Washington, D.C. (February 3, 2015) – The Senate today unanimously passed the Clay Hunt Suicide Prevention for American Veterans Act (SAV Act), by a vote of 99-0. The SAV Act combats the scourge of mental health injuries – the invisible wounds of war – that face this generation of injured veterans, particularly post-traumatic stress disorder (PTSD) and traumatic brain injury (TBI).
We are particularly encouraged to see provisions in the SAV Act that improve mental health care and services and suicide prevention programs at the Department of Veterans Affairs (VA) and Department of Defense (DoD) in several ways. Among its provisions, the bill would: authorize VA to conduct a student loan repayment pilot program aimed at recruiting and retaining psychiatrists, and establish a peer support and community outreach pilot program to assist transitioning service members with accessing VA mental health care services.
“While VA has made efforts to identify and treat mental health issues through several initiatives, we know that many veterans with mental health conditions are still not receiving the care they need and have earned,” said Charlie Abell, executive vice president of Policy and Government Affairs at WWP. “Removing the barriers that lead warriors to drop out of therapy is critical to reversing the heartbreaking rise of suicides among veterans.”

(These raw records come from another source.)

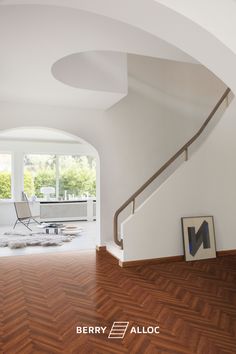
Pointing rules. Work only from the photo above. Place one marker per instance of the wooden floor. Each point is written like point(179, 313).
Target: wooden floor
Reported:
point(45, 297)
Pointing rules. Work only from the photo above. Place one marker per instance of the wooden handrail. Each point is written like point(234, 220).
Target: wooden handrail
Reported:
point(183, 149)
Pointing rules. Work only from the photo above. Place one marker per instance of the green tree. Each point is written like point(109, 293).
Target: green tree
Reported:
point(5, 185)
point(44, 178)
point(78, 182)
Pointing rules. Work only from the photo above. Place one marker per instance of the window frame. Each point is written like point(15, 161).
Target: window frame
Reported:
point(11, 153)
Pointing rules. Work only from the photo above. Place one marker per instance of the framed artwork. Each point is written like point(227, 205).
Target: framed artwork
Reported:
point(199, 237)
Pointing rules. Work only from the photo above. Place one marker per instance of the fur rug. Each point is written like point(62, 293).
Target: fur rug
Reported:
point(14, 239)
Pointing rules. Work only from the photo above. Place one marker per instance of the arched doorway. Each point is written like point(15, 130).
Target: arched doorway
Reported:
point(67, 157)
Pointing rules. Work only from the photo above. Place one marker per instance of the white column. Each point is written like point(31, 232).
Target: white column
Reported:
point(90, 209)
point(18, 175)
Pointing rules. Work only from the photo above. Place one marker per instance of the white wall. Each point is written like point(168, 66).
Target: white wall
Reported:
point(132, 138)
point(205, 185)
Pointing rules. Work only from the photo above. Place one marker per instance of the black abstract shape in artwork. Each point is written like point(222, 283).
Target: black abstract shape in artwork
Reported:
point(196, 239)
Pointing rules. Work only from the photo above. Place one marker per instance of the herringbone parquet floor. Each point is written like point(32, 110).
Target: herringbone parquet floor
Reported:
point(45, 297)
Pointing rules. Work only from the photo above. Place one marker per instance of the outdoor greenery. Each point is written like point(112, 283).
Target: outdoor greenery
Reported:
point(77, 175)
point(5, 185)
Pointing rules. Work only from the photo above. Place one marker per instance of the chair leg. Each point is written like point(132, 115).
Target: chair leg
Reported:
point(36, 221)
point(26, 225)
point(15, 224)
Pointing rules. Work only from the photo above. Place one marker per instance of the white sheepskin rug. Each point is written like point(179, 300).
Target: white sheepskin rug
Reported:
point(14, 239)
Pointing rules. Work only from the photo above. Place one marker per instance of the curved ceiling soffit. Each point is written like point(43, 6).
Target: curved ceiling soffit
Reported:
point(168, 20)
point(164, 22)
point(31, 78)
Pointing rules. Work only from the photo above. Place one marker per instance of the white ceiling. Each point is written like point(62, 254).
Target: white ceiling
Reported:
point(38, 134)
point(34, 37)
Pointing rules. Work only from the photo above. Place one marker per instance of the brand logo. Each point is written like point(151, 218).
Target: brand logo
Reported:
point(118, 330)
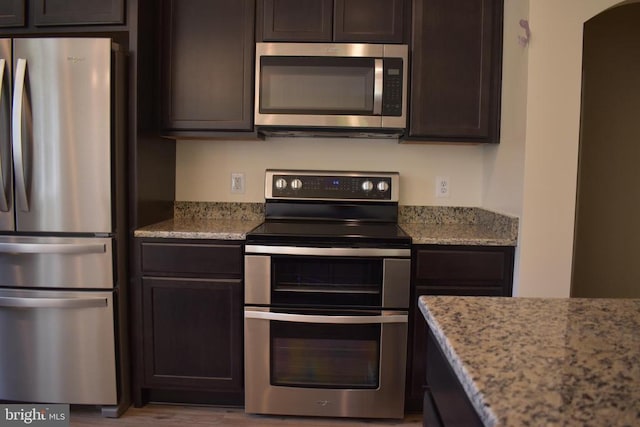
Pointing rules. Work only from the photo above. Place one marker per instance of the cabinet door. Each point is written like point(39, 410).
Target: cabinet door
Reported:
point(207, 69)
point(297, 20)
point(375, 21)
point(456, 70)
point(78, 12)
point(193, 333)
point(12, 13)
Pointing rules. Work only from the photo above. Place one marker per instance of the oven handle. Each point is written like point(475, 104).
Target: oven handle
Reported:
point(355, 252)
point(392, 317)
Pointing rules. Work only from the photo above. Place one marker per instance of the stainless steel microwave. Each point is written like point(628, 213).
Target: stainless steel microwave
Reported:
point(307, 87)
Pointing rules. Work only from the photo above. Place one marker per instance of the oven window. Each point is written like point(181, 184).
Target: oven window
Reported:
point(316, 85)
point(327, 281)
point(325, 355)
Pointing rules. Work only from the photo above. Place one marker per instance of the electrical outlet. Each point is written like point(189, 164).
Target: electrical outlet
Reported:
point(442, 186)
point(237, 182)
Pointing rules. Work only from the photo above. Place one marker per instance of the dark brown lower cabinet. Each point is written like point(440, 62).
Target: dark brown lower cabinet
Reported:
point(449, 270)
point(445, 401)
point(190, 325)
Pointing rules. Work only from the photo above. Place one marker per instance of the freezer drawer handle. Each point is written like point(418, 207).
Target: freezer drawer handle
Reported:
point(303, 318)
point(53, 248)
point(53, 302)
point(4, 202)
point(16, 133)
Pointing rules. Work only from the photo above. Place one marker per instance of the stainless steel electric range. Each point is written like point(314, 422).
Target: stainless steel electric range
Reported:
point(327, 297)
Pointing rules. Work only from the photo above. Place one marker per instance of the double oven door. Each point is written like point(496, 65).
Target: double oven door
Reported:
point(326, 331)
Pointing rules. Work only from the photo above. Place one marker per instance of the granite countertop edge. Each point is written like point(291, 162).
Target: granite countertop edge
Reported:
point(485, 413)
point(428, 225)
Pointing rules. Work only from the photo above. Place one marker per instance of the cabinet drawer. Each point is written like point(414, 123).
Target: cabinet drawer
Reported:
point(191, 259)
point(78, 12)
point(460, 265)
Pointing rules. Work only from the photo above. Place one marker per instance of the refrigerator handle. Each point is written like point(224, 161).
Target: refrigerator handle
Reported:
point(53, 248)
point(53, 302)
point(4, 202)
point(16, 135)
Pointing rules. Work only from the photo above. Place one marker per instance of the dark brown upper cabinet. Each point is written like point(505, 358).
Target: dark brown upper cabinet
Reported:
point(207, 66)
point(366, 21)
point(456, 71)
point(12, 13)
point(77, 12)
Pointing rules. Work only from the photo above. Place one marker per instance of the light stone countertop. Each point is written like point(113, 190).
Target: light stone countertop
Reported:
point(543, 361)
point(199, 228)
point(456, 234)
point(425, 224)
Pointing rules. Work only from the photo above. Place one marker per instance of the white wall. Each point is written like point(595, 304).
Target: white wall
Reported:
point(551, 146)
point(504, 163)
point(204, 167)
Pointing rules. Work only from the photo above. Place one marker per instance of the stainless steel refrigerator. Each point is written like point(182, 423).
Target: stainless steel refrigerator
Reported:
point(61, 222)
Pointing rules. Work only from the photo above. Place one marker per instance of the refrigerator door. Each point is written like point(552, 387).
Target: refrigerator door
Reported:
point(57, 347)
point(61, 135)
point(7, 222)
point(56, 262)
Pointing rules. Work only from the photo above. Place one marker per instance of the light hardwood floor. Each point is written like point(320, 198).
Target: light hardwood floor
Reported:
point(158, 415)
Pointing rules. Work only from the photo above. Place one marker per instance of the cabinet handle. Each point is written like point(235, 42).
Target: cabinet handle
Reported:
point(343, 320)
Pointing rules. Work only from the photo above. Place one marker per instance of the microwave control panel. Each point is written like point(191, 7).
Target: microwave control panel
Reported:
point(392, 87)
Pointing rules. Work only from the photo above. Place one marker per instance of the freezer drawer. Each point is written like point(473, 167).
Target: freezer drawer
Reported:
point(57, 347)
point(56, 262)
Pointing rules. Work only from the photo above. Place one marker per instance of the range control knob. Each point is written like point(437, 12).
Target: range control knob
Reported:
point(281, 183)
point(296, 184)
point(367, 186)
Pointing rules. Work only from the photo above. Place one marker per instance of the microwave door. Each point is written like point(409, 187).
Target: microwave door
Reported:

Since 2010, WWP has been using the information gathered from its Annual Alumni Survey to refine its existing programs, develop new initiatives, and identify gaps in existing veteran services and support. This year’s data again showed that mental health conditions were among the most frequently reported health problems of Alumni: 75 percent reported experiencing PTSD, 67 percent reported depression, and 64 percent reported experiencing anxiety. Forty-three percent of Alumni reported experiencing a TBI. Overall, the survey results indicate that, for many, the effects of mental and emotional health problems can be even more serious than the effects of physical problems.
WWP has seen the success that warrior mentors and community outreach can have through our Peer Support Program and Peer-Facilitated Support Groups, and we know that in many cases, it takes a veteran to help a veteran. The provision that would establish a peer support and community outreach pilot program to assist transitioning service members with accessing VA mental health care services is particularly encouraging in light of a survey finding that showed 59 percent of respondents identified talking with another OEF/OIF veteran as a top resource for coping with stress.
“We applaud Chairman Jeff Miller (R-FL), Congressman Tim Walz (D-MN), and Congresswoman Tammy Duckworth (D-IL) for introducing this important piece of legislation in the House, and for Chairman Isakson and Ranking Member Blumenthal’s leadership of the bill in the Senate. These Members have demonstrated outstanding leadership on this critical issue for injured servicemen and women,” Abell said. “The provisions of the Clay Hunt SAV Act will serve injured servicemen and women well as they battle their invisible wounds now and in the future. We thank the Congress for sending this bill to the President and look forward to him quickly signing it into law.”